Damon Young, Co-Founder Of Cultural Criticism Site Very Smart Brothas: ‘What Doesn’t Kill You Makes You Blacker’

Damon Young
Very Smart Brothers blog creator Damon Young speaks during an interview at the Associated Press Bureau in Washington, Friday, Sept. 23, 2016. (AP Photo/Andrew Harnik)

Damon Young, co-founder and editor-in-chief of cultural criticism site Very Smart Brothas, has written his memoir and is both refreshing and painfully truthful about the absurdity of being Black in America and what the Black male experience is like.

Written in the form of a series of essays, “What Doesn’t Kill You Makes You Blacker” is already pulling in rave reviews.
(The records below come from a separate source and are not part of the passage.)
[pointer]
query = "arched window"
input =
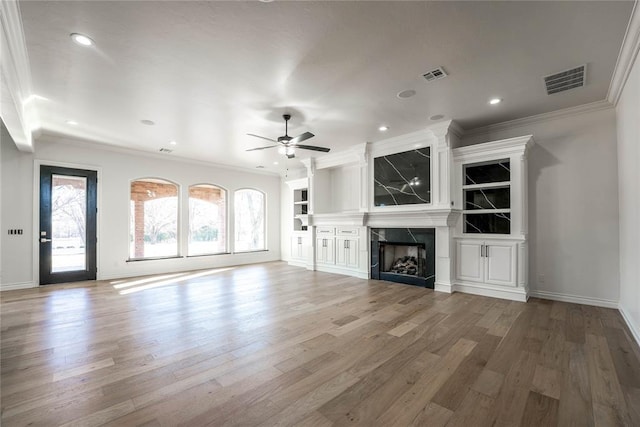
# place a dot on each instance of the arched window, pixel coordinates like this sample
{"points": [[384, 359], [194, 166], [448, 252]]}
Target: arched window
{"points": [[207, 219], [154, 219], [249, 214]]}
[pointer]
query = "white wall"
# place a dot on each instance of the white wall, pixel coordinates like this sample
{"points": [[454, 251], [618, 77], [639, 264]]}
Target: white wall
{"points": [[628, 127], [116, 170], [16, 201], [573, 205]]}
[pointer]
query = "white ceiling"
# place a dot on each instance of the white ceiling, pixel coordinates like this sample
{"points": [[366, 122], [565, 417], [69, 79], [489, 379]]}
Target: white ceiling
{"points": [[208, 73]]}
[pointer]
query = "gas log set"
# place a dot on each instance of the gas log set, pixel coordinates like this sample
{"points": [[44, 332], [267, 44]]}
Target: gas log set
{"points": [[405, 265]]}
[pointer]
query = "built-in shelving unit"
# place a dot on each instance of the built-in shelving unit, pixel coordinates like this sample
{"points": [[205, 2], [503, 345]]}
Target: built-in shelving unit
{"points": [[300, 208], [470, 202], [486, 197]]}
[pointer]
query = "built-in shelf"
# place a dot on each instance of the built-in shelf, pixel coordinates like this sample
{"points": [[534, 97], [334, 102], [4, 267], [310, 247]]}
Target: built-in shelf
{"points": [[300, 208]]}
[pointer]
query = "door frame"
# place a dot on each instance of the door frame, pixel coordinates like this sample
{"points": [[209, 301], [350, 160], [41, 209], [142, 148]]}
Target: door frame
{"points": [[36, 212]]}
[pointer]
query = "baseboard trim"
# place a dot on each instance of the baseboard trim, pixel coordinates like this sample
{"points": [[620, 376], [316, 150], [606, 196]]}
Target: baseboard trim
{"points": [[635, 330], [15, 286], [302, 264], [555, 296], [443, 287], [514, 294]]}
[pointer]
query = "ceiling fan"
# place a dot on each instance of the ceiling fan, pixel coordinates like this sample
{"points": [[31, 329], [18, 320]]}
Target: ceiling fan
{"points": [[287, 143]]}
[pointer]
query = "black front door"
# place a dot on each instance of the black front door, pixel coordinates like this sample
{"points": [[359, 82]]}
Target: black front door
{"points": [[67, 235]]}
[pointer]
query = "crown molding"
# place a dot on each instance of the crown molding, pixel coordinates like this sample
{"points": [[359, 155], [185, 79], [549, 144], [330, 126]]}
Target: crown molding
{"points": [[627, 56], [518, 145], [18, 110], [66, 140], [539, 118]]}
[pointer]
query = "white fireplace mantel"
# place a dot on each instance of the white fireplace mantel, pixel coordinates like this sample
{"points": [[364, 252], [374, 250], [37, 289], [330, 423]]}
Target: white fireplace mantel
{"points": [[418, 219]]}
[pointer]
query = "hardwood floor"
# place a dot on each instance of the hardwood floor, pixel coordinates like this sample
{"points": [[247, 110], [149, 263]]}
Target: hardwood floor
{"points": [[274, 345]]}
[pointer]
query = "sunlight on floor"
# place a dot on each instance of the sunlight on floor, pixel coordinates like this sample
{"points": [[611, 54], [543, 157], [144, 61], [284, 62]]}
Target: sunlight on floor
{"points": [[158, 281], [124, 284]]}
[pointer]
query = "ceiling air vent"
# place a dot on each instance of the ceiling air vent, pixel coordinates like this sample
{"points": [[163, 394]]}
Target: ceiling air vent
{"points": [[566, 80], [435, 74]]}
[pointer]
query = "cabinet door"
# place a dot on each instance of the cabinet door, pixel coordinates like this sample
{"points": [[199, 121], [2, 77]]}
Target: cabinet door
{"points": [[352, 253], [341, 251], [330, 250], [469, 260], [296, 247], [347, 252], [320, 252], [325, 250], [501, 263]]}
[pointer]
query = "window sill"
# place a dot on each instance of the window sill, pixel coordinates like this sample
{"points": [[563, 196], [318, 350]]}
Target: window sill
{"points": [[154, 258], [201, 255]]}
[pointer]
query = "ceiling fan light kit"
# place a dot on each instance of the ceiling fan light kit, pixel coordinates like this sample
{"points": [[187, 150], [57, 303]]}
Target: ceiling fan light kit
{"points": [[286, 144]]}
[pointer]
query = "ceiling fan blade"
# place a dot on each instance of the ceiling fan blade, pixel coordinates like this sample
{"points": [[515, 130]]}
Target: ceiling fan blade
{"points": [[261, 148], [262, 137], [302, 137], [314, 148]]}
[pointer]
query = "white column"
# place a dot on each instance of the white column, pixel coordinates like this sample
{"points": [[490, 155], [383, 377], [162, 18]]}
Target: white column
{"points": [[445, 260]]}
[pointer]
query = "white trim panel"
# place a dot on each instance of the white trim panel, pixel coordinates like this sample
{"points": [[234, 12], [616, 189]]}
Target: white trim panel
{"points": [[15, 286], [635, 329], [576, 299]]}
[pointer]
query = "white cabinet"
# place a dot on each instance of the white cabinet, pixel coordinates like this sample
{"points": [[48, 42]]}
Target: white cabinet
{"points": [[491, 193], [325, 250], [347, 252], [500, 261], [299, 248], [486, 261]]}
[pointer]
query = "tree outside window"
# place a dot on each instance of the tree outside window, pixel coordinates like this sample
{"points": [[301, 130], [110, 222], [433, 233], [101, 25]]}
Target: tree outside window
{"points": [[249, 215], [207, 220], [154, 219]]}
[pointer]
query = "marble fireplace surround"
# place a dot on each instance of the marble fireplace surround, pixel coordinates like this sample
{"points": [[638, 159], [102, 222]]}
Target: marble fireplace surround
{"points": [[437, 214], [442, 220]]}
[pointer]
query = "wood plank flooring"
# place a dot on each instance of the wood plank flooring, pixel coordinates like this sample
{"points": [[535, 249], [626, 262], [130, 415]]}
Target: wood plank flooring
{"points": [[272, 345]]}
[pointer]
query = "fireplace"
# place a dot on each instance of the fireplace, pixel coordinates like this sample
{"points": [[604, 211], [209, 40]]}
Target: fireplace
{"points": [[403, 255]]}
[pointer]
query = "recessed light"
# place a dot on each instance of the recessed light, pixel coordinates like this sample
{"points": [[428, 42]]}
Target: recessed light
{"points": [[406, 93], [81, 39]]}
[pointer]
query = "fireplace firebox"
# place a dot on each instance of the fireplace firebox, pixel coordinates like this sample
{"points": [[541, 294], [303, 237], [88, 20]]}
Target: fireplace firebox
{"points": [[404, 255]]}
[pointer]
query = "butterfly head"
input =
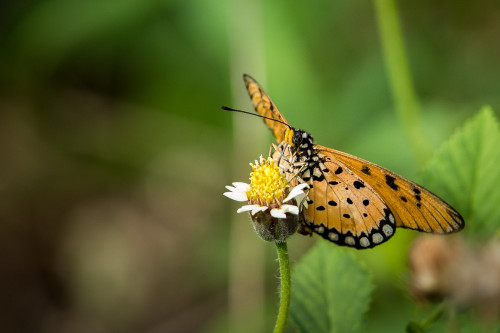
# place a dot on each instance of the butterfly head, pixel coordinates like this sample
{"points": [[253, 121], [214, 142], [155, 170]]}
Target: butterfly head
{"points": [[299, 140]]}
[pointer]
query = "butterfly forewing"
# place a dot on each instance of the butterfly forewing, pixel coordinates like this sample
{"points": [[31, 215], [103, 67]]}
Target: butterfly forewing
{"points": [[265, 107], [351, 201], [413, 206]]}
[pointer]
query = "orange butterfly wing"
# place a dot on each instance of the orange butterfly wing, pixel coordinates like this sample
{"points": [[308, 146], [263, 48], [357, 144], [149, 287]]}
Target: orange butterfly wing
{"points": [[354, 202], [413, 206], [265, 107], [345, 209]]}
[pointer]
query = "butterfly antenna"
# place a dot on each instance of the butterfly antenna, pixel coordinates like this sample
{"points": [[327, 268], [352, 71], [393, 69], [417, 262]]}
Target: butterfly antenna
{"points": [[253, 114]]}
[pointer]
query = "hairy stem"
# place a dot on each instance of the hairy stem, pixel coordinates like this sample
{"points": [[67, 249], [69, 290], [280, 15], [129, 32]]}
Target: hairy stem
{"points": [[282, 249]]}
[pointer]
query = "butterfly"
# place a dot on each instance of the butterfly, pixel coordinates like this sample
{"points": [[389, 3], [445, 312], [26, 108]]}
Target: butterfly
{"points": [[351, 201]]}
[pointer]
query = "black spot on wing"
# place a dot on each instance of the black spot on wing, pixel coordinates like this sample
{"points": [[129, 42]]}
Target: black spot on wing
{"points": [[357, 184], [319, 179], [389, 180]]}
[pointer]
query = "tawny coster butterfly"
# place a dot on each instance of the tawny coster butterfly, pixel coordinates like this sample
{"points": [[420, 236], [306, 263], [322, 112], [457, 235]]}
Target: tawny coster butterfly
{"points": [[351, 201]]}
As NPR reported: “Reading his work, one quickly understands Black people perennially struggle to find a space to breathe without the pressure of institutionalized racism.”
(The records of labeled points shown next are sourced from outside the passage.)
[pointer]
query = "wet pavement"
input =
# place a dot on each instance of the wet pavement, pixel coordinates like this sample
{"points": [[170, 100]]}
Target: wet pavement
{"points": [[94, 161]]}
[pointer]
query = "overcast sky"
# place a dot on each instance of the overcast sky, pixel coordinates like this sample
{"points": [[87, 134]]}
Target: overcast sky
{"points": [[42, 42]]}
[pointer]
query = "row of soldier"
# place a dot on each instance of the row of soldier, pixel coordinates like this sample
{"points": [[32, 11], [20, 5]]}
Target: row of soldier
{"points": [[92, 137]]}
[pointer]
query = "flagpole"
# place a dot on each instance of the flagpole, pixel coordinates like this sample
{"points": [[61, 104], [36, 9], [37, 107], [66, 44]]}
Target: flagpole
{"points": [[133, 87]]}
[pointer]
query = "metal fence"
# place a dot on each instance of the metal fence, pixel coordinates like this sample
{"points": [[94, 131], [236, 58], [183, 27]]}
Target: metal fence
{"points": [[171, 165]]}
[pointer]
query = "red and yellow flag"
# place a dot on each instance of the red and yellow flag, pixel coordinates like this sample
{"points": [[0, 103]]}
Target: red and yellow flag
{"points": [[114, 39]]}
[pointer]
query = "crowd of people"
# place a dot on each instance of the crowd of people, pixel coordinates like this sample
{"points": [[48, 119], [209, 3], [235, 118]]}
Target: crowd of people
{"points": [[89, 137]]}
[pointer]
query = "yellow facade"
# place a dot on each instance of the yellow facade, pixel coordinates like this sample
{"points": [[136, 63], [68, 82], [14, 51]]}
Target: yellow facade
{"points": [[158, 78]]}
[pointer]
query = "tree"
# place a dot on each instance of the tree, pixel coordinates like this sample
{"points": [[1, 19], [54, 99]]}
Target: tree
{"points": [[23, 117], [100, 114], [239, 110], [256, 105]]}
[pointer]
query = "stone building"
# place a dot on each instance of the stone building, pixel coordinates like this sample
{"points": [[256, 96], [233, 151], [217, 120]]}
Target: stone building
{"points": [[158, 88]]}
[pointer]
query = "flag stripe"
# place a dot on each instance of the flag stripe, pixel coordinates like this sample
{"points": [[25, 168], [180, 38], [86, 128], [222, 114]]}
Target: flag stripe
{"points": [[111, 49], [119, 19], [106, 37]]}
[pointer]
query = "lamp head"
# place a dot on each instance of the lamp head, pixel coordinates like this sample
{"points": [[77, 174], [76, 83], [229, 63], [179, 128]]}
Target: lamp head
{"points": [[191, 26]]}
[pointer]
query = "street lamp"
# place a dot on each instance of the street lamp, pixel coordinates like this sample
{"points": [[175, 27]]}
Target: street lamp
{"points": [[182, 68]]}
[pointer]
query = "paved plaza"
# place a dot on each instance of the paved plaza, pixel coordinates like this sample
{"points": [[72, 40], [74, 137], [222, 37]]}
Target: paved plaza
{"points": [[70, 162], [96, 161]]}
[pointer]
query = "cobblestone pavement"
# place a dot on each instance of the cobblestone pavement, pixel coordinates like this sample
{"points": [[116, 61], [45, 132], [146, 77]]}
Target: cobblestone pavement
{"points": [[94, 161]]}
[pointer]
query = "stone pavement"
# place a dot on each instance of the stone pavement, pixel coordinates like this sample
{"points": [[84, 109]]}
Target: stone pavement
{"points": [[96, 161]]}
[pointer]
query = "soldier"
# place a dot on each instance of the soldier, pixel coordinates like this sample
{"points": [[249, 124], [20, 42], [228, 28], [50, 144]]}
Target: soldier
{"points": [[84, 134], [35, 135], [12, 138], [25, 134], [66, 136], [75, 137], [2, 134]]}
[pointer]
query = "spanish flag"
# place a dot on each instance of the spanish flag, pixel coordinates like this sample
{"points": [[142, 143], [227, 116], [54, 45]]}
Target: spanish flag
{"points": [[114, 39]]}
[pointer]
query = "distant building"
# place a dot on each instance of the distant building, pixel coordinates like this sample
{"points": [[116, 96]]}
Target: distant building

In “What Doesn’t Kill You Makes You Blacker” Young covers the gamut — racism, hypermasculinity, even inadequate healthcare.

Young wrote he believes that his mother, who died of lung cancer, would be alive today if she were white. He claimed, like so any others in the Black community have, that doctors don’t take the pain of Blacks seriously.  
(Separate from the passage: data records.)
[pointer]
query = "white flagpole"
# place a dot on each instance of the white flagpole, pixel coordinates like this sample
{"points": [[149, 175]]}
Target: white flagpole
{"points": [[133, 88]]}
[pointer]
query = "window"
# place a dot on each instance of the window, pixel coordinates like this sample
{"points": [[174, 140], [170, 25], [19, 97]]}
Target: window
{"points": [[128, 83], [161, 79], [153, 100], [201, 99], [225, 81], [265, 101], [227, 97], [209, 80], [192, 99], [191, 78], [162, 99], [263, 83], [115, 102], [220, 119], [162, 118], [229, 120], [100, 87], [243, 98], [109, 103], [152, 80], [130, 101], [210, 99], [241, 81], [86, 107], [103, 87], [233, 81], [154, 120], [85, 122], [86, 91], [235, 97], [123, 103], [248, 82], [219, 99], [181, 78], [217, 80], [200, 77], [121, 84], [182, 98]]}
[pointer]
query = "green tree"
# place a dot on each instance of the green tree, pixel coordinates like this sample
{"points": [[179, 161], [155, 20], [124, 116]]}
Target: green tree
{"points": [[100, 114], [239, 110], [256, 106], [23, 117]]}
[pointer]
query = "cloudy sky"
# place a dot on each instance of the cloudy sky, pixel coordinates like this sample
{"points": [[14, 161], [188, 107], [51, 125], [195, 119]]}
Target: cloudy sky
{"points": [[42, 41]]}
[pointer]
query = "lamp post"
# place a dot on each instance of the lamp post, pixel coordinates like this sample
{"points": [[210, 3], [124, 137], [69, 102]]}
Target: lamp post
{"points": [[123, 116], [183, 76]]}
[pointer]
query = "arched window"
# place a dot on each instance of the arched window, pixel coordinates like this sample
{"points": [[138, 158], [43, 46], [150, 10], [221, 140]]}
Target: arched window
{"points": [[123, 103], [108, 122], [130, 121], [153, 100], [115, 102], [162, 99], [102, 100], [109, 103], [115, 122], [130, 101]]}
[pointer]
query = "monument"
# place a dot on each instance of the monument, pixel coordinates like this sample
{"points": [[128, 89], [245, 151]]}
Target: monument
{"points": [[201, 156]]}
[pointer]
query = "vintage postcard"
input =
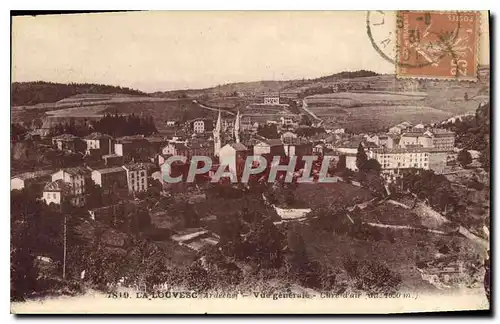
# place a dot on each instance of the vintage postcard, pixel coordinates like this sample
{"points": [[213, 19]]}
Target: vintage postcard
{"points": [[250, 162]]}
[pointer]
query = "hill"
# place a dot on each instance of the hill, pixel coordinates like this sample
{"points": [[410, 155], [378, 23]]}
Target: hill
{"points": [[32, 93], [256, 87]]}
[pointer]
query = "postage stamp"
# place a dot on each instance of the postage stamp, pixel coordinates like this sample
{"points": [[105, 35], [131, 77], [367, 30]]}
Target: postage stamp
{"points": [[437, 45]]}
“White supremacy is so gargantuan and mundane that sometimes its existence and its proficiency can’t be measured, addressed, or even seen without a stark change in perspective. It isn’t like gravity. It is gravity. It is a ceaseless pressure intended to keep Blackness ground-bound and sick,” Young wrote.

In the book, Young breaks it down for all just what it’s like to walk the tightrope of being Black in America.

He penned: “While the experience of American Blackness is too varied and motley to feign some sort of universality, none of us are immune to the random and haphazard violence of n****r; of being called one, of being treated like one, of being thought of as one. It, like n***a, also transcends status and station, as even n***as who believe they’ve somehow escaped and eclipsed n****r are susceptible to the n****r wake-up call, of having their blankets of perceived privilege yanked from underneath them, hurling them into space while n****r’s savage gravity vaporizes them. It’s through this collective fire that n***a is earned. We’ve earned the right to be it, to call each other it, to allow it to permeate our thoughts and our taunts, our minds and our music, our sentences and our souls.”